How to show right continuity for a df?

Question

Suppose $\mu$ is a Lebesgue Stieltjes measure on $(\mathbb{R},B_{\mathbb{R}})$. Define the function $F$ as follows:

$F(x)=\begin{cases} \mu((0,x]) & x > 0 \\ 0 & x=0\\ - \mu ((x,0]) & x<0 \\ \end{cases} $

We need to show that $F$ is a distribution function.

I have shown that $F$ is non-decreasing.

All I need to show is that $F$ is right continuous. That is now if we take a sequence $s_n \rightarrow 0^{+}$, we need to show that suppose for $x>0$, $\mu((0,x+s_n]) \rightarrow \mu((0,x])$. This is trivial if $s_n$ is a monotone sequence as we can directly use continuity from above. But $s_n$ here can be any arbitrary sequence going to $0$. So, how can we prove this?

Answer 1

I will assume that $\mu (-N,N) <\infty$ for all $N$.

This condition is satisfied by any L-S measure: see https://www.oreilly.com/library/view/measure-probability-and/9781118831984/OEBPS/c04.htm

for the definition.

For $x>0$, $\mu((0,x+s_n]) = \mu((0,x]) +\mu((x,x+s_n])$ and the intervals $(x,x+s_n]$ decrease to the empty set as $s_n$ decreases to $0$. The proof for $x<0$ is similar.

Let $s_n \to 0+$ and $\epsilon >0$. Let $m=\{\inf f(y): y >x\}$. Then $ m \leq f(x+s_n )$ for all $n$. Next let $\epsilon>0$ and note that there exists $y>x$ such that $f(y) <m+\epsilon$. Now $f(x+s_n) \leq f(y) <m+\epsilon$ for $n$ sufficiently large by monotonicity of $f$. If you combine the two facts we just proves you can see that $f(x+s_n) \to m$ for any sequence $s_n \to 0+$.

Answer 2

It suffices to consider for $s_n\searrow0$ and show that $\lim_nF(x+s_n)=F(x)$.

$$\bigcap_n(0,x+s_n]= (0,x]$$ for all $x\geq0$.

$$ \bigcup_n(x+s_n,0]=(x,0]$$ for all $x<0$.

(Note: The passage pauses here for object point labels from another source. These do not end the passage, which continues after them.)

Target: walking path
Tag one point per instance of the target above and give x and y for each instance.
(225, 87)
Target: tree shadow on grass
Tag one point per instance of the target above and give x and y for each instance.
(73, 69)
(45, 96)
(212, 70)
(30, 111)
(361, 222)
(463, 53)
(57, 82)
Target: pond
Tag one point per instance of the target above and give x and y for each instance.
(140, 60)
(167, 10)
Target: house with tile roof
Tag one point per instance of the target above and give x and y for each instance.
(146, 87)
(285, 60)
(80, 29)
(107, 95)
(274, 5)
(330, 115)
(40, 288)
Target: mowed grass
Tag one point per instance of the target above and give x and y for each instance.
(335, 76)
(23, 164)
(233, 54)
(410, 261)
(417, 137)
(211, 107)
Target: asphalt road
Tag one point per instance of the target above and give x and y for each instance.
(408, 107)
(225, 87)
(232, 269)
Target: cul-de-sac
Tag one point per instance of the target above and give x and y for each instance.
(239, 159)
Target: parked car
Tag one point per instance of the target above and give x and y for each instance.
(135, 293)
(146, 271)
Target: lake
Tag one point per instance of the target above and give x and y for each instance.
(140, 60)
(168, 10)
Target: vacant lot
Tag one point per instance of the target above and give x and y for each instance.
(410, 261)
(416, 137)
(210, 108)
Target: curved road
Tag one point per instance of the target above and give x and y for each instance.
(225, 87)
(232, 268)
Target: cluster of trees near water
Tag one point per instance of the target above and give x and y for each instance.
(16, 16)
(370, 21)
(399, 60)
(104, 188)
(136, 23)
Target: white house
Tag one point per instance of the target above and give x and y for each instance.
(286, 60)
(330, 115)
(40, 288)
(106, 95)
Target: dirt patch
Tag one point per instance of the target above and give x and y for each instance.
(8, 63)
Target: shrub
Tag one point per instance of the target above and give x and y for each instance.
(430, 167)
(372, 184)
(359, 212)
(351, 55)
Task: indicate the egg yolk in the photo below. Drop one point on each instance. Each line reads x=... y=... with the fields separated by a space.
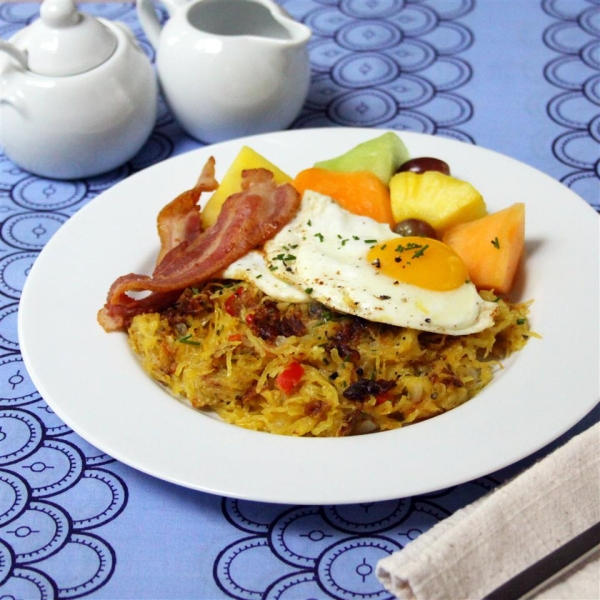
x=420 y=261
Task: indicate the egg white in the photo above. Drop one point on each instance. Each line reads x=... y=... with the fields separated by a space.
x=322 y=254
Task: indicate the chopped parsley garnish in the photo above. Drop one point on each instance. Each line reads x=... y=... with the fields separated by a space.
x=285 y=257
x=421 y=251
x=187 y=339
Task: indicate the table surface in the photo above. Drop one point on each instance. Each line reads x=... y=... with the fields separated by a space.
x=518 y=76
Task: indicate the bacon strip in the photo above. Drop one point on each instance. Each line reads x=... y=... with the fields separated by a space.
x=179 y=221
x=246 y=220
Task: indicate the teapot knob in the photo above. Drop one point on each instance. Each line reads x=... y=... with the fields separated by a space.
x=66 y=42
x=59 y=13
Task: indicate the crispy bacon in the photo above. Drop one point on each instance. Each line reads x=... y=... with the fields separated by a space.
x=246 y=220
x=179 y=221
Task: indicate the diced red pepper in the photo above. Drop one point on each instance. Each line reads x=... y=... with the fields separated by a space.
x=230 y=307
x=290 y=377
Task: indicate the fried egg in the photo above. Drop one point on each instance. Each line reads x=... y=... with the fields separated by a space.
x=358 y=266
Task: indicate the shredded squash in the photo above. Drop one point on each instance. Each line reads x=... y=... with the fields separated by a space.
x=303 y=370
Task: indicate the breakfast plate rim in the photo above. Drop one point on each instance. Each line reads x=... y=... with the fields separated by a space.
x=91 y=380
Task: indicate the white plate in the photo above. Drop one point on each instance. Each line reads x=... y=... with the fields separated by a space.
x=93 y=382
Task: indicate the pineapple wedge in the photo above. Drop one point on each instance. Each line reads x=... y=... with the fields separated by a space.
x=441 y=200
x=231 y=183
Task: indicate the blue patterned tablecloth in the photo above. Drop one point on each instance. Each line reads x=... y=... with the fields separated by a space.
x=518 y=76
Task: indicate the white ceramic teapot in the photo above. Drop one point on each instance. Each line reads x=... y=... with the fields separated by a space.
x=229 y=68
x=78 y=97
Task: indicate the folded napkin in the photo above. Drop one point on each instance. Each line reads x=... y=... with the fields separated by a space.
x=471 y=553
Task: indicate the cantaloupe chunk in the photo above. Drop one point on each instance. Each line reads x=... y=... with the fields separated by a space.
x=231 y=183
x=441 y=200
x=491 y=247
x=359 y=192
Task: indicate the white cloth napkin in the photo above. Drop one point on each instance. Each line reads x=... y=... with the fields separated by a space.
x=471 y=553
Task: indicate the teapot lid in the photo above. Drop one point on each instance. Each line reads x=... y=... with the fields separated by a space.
x=66 y=42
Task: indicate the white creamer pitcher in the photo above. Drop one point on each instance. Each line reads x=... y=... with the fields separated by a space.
x=229 y=68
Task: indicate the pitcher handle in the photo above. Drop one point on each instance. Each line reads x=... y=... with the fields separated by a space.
x=14 y=53
x=149 y=19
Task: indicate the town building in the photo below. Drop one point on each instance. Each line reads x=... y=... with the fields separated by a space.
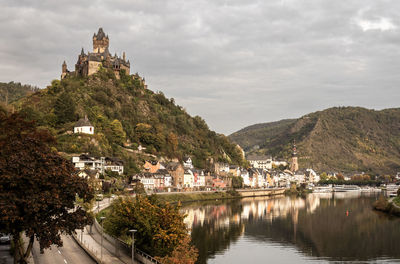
x=199 y=179
x=294 y=165
x=260 y=162
x=188 y=179
x=84 y=126
x=101 y=164
x=176 y=170
x=187 y=163
x=151 y=166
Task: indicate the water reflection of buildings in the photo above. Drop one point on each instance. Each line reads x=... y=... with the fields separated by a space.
x=267 y=208
x=317 y=225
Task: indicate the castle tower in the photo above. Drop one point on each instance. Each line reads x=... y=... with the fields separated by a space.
x=100 y=41
x=64 y=70
x=294 y=165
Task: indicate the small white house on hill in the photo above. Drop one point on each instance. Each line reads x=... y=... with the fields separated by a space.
x=84 y=126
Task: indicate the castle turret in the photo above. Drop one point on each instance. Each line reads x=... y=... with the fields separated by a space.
x=294 y=165
x=100 y=41
x=64 y=70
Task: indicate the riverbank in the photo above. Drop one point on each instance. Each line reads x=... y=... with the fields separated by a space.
x=389 y=206
x=195 y=197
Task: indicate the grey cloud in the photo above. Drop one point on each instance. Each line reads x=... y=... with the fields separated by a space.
x=234 y=63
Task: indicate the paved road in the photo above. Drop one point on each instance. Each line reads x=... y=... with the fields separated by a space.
x=70 y=253
x=5 y=257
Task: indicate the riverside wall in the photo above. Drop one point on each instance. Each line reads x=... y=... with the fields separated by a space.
x=260 y=192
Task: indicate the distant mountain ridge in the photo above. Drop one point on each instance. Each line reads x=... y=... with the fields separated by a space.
x=125 y=114
x=344 y=139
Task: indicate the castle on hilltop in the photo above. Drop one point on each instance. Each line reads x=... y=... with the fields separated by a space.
x=90 y=63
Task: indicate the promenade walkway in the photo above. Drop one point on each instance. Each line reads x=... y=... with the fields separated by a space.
x=90 y=240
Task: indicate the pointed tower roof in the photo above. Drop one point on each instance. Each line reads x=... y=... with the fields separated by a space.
x=100 y=34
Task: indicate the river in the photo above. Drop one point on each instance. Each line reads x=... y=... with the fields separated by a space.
x=320 y=228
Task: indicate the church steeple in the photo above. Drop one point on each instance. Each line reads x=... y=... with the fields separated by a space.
x=100 y=41
x=294 y=165
x=64 y=70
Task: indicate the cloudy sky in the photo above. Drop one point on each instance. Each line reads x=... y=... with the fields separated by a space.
x=234 y=63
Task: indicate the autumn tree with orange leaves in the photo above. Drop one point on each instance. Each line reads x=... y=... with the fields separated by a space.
x=160 y=227
x=38 y=187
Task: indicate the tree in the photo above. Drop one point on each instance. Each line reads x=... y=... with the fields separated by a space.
x=160 y=227
x=323 y=176
x=340 y=177
x=38 y=187
x=64 y=108
x=237 y=182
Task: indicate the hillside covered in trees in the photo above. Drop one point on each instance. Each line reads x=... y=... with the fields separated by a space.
x=124 y=114
x=344 y=139
x=10 y=92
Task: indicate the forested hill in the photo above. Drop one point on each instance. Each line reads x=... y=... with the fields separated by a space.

Use the fact that $\mu$ is a Lebeusgue-Stieltjes measure, which imply that $\mu$ is finite in bounded sets. The rest is a well known result that says that $\mu(A_n)\nearrow\mu(A)$ when $A_n\nearrow A$ and $\mu(A_n)\searrow\mu(A)$ when $\mu(A_1)<\infty$ and $A_n\searrow A$.